Fungal keratitis is a serious infection of the cornea—the clear, round dome covering the eye’s iris and pupil. Symptoms of fungal keratitis include:
- sudden blurry vision;
- unusual redness of the eye;
- pain in the eye;
- excessive tearing or discharge from your eye; and
- increased light sensitivity.
Risk factors for fungal keratitis include trauma (usually when plant material gets into the eye), chronic or ongoing disease of the surface of the eye, a compromised immune system, and, rarely, contact lens use. Keratitis is not transmitted from person to person.
Fungal keratitis is treated with topical and oral antifungal medications. Patients who do not respond to medical treatment may require eye surgery, possibly including a corneal transplant.
Safe handling, storage, and cleaning of contact lenses are key measures for reducing the risk of infection. You should always use the following safe practices with your lenses:
- Wash your hands with soap and water and dry them before handling lenses.
- Wear and replace your lenses according to the schedule prescribed by your ophthalmologist (Eye M.D.).
- Follow instructions from your ophthalmologist and your lens solution manufacturer for cleaning and storing your lenses.
- Make sure you always use fresh lens solution and replenish the solution daily.

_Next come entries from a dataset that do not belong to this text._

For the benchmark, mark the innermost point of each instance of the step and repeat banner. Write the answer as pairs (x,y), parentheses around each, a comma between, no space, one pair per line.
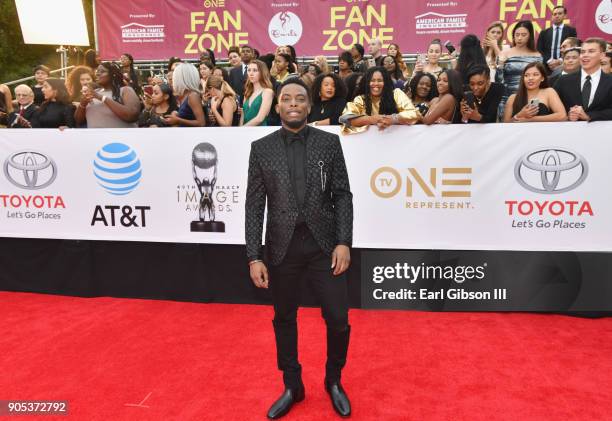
(152,30)
(468,187)
(462,217)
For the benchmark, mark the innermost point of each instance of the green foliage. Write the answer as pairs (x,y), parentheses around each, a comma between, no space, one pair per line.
(18,59)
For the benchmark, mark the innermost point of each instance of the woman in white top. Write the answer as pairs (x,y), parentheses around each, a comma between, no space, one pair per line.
(112,105)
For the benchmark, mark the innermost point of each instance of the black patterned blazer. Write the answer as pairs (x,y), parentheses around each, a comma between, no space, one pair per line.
(328,201)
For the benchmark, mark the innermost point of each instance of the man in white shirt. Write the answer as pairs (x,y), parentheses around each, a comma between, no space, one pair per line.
(549,41)
(22,115)
(587,94)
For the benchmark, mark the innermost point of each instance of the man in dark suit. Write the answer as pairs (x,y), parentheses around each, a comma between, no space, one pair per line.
(587,93)
(23,114)
(301,173)
(238,74)
(549,41)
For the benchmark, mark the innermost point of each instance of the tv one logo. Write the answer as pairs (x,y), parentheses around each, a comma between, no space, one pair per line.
(118,171)
(447,182)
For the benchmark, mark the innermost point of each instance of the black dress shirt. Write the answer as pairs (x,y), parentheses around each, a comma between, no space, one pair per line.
(487,107)
(331,109)
(295,146)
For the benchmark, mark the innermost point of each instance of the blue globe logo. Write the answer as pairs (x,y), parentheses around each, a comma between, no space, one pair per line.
(117,168)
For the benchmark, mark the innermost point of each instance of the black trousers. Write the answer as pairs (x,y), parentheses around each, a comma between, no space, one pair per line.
(305,258)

- Keep your contact lens case clean and replace it every three to six months.
- Remove your lenses and consult an ophthalmologist immediately if your eyes become red or irritated or if your vision changes.
No matter which cleaning or disinfecting solution you use, consider performing a “rub and rinse” lens cleaning method rather than a “no-rub” method. This can minimize the number of germs on your lenses, reducing your chances of infection.